Diesel engines need a particular type of mechanic for repairs and maintenance. A specially trained diesel mechanic works with a wide range of vehicles. From the semi-truck to the bulldozer, from boats to buses, this expert will inspect, repair, and maintain anything with a diesel engine. Diesel mechanic schools in Texas can prepare students for this specialized trade. Completion can take from six months to two years, which means a student can look forward to being out in the field soon. A combination of classroom instruction and hands-on experience in a shop is used in most cases which allows the student to promptly apply knowledge.
They can be seen on every highway, passed up on downtown streets, employed by construction projects, and used for interstate shipping. The diesel engine is a special engine, vital to the country in many ways.

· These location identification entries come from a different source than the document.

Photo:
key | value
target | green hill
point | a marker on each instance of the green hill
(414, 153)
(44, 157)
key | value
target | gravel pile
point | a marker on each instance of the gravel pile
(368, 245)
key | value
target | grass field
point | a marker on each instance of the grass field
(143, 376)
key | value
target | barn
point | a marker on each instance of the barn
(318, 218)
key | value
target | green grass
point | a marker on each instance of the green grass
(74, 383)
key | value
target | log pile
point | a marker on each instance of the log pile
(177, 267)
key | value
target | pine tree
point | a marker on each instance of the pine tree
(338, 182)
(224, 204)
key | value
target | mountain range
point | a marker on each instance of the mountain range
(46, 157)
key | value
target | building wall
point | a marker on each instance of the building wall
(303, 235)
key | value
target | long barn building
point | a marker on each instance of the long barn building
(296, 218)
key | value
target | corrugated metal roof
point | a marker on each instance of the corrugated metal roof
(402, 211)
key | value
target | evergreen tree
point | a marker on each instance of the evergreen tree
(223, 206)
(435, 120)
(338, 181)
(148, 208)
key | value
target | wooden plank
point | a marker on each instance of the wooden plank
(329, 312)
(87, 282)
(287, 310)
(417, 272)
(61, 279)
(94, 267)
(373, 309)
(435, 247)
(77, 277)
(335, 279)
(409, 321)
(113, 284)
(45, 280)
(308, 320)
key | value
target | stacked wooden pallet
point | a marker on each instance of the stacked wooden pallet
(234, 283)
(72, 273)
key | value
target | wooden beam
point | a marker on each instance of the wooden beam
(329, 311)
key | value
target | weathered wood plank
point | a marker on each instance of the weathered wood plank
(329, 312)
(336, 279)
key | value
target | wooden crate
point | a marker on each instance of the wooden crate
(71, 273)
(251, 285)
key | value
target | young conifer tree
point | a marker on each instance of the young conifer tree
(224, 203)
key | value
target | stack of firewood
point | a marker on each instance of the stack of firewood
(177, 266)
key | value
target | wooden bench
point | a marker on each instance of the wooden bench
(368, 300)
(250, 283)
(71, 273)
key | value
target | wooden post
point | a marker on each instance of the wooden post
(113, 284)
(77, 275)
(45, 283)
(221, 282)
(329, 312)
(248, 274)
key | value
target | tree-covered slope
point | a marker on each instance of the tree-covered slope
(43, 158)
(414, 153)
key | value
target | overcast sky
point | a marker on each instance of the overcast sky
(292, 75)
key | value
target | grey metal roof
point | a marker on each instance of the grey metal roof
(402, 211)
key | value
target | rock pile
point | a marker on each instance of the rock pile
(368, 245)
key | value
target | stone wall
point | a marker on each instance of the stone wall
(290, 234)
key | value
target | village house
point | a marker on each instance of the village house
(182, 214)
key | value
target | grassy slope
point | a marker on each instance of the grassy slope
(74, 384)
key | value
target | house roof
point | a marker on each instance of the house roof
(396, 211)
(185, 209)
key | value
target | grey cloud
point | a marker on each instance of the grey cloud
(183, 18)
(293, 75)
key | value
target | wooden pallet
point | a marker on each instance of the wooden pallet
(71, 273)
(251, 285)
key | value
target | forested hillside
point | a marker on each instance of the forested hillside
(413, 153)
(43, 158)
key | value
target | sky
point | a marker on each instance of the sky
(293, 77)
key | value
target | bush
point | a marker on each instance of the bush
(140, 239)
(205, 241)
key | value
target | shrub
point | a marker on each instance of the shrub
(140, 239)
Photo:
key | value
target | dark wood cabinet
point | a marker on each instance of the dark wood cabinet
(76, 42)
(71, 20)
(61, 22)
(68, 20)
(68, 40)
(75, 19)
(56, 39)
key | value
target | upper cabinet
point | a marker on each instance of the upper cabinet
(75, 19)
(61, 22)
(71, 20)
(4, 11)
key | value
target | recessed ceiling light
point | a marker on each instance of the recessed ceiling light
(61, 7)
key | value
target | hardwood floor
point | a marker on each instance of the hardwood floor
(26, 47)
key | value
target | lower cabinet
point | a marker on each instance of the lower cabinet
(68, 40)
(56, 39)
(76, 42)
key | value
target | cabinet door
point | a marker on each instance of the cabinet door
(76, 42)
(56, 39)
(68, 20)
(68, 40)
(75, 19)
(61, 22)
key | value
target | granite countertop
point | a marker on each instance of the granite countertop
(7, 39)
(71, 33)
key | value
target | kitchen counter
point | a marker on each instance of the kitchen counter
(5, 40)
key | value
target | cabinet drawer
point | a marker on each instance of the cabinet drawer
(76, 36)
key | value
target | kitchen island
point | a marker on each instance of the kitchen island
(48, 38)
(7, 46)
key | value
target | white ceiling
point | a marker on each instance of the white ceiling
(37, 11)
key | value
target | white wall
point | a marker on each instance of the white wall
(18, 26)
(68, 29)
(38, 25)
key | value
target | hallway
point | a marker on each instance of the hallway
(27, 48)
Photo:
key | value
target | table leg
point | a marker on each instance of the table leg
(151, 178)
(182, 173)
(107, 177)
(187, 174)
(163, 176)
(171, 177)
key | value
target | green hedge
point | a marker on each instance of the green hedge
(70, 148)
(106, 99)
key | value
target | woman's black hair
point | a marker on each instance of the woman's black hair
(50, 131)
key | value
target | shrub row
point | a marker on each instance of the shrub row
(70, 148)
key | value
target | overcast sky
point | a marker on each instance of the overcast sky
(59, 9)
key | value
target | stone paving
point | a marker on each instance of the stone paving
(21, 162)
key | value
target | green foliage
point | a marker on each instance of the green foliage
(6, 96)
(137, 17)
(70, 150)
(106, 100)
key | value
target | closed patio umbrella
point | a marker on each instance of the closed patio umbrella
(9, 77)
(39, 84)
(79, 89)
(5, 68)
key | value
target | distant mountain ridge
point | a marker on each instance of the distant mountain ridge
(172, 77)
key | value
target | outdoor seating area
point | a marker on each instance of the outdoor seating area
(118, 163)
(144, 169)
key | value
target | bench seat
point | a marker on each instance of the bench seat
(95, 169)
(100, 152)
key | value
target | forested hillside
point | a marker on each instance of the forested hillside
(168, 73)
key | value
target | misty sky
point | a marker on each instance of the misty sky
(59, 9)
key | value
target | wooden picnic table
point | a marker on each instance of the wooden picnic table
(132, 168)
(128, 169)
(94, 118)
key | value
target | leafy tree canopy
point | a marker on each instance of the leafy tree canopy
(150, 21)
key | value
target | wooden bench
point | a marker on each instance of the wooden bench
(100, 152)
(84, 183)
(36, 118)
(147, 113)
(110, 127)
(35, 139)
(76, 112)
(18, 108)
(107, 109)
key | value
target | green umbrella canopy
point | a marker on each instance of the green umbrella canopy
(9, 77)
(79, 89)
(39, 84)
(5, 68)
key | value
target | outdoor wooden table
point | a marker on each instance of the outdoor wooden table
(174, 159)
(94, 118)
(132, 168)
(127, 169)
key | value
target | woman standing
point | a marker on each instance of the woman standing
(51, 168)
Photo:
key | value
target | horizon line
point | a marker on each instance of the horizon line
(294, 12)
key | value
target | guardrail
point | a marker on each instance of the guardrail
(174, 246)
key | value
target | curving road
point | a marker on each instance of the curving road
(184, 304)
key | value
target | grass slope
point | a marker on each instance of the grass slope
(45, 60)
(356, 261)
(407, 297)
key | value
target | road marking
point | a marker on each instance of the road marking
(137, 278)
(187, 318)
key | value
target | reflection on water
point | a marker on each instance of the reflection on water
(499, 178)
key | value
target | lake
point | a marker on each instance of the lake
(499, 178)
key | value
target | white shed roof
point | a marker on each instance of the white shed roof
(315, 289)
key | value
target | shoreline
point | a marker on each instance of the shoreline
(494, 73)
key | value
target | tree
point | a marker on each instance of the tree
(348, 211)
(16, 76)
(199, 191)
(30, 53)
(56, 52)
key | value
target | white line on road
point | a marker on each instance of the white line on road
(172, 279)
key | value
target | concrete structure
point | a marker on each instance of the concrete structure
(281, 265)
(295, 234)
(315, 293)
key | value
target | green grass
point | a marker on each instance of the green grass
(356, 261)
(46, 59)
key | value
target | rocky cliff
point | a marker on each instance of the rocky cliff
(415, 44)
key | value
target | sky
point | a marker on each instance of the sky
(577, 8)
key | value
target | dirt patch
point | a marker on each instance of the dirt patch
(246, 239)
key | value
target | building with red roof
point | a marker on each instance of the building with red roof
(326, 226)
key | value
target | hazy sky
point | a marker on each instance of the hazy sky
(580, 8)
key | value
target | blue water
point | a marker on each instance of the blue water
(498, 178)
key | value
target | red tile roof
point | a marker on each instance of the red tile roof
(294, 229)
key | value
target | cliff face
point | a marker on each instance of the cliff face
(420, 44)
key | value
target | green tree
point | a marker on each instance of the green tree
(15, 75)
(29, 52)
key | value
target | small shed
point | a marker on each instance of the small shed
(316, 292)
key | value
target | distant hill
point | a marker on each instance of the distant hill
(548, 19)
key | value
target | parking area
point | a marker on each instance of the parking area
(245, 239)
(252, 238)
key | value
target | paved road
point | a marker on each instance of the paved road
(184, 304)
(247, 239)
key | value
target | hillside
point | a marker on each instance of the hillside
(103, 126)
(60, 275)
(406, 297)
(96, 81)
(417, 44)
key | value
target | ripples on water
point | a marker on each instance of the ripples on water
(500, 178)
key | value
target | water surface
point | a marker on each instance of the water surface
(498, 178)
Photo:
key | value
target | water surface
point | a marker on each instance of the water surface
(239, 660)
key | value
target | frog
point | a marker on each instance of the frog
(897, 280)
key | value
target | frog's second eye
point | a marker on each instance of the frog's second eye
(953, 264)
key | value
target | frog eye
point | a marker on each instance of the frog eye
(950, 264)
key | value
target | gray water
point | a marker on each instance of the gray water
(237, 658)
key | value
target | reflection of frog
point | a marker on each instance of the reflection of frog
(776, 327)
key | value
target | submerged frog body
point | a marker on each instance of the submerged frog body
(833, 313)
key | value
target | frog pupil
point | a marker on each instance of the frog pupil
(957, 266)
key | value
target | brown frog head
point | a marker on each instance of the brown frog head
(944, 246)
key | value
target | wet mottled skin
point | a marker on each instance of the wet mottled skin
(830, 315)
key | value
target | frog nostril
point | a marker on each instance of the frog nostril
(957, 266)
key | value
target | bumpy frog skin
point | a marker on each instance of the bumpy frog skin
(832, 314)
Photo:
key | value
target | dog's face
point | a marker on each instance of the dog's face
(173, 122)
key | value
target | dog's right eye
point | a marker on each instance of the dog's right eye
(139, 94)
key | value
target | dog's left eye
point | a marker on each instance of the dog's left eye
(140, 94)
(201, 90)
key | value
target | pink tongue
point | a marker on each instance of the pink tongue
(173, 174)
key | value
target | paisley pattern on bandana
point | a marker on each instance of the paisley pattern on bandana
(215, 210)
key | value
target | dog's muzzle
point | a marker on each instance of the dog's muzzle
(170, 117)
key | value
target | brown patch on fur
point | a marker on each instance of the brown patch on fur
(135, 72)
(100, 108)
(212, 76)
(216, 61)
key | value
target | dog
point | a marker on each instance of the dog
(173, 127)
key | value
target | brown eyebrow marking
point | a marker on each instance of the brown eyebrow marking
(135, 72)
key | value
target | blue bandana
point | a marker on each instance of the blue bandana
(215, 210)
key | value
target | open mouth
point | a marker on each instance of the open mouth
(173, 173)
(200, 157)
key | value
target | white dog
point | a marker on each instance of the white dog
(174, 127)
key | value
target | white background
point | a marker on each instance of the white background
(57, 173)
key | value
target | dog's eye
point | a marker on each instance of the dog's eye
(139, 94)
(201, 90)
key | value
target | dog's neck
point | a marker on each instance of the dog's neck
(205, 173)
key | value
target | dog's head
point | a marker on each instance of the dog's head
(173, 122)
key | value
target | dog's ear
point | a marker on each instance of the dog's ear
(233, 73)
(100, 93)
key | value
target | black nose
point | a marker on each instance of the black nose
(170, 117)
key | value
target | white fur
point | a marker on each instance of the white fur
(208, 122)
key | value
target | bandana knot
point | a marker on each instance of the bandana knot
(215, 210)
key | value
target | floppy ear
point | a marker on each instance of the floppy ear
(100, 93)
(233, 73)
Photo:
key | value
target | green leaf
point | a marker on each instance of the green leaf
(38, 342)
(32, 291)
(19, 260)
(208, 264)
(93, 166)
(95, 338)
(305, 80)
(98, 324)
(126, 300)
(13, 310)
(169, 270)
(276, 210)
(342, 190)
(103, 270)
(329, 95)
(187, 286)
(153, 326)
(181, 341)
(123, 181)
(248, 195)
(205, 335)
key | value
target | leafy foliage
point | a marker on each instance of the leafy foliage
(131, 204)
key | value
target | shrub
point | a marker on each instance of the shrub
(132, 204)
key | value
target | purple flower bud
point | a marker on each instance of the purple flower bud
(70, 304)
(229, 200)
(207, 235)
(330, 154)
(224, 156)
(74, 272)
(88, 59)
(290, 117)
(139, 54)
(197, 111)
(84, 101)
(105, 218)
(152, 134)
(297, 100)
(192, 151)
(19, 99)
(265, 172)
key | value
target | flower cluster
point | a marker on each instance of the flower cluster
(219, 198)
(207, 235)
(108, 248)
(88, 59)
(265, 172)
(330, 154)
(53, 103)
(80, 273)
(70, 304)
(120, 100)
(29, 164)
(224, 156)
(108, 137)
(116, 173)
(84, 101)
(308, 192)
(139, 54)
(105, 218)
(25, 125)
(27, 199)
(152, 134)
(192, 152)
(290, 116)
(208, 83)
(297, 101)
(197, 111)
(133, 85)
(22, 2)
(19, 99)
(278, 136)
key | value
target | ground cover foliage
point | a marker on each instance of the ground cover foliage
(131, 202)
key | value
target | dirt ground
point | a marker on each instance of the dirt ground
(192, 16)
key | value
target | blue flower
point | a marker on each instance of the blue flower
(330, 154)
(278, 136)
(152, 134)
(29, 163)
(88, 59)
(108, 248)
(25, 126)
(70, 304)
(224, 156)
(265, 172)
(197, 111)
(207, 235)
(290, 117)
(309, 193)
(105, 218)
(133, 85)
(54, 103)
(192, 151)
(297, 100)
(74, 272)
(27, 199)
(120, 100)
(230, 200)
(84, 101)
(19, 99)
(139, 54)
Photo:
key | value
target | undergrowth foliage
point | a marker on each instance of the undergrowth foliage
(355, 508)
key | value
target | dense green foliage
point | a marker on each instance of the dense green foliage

Although a formal education is not required in this field, employers look favorably upon an applicant with specialized training. Below is helpful information on what to expect when applying for a diesel mechanic school in the state of Texas.
Requirements vary, but most programs do not require a high school diploma to apply. In fact, many have the option of obtaining a diploma/GED while in training. It is important to have decided which pathway to pursue, whether a certificate, associate’s degree, or bachelor’s degree. Although not required, exhibiting practical, hands-on skills for the field will be helpful.
Application Process & Costs
Applications for admission can be completed through the college’s website. Some may charge an application fee. Please note that a Texas Success Initiative assessment may be required, which is a common evaluation. A transcript and proof of Texas residency could be requested.
An advisor is usually assigned to assist in the application process and to provide financial aid resources. Financial aid can come in the form of loans, grants, and scholarships.
The cost will depend on the courses. A certification program is shorter and less expensive, costing from $1,000 to $5,000 for tuition. An associate’s or bachelor’s could cost between $10,000 and $30,000 depending on the college. Other costs to consider are testing and licensing fees.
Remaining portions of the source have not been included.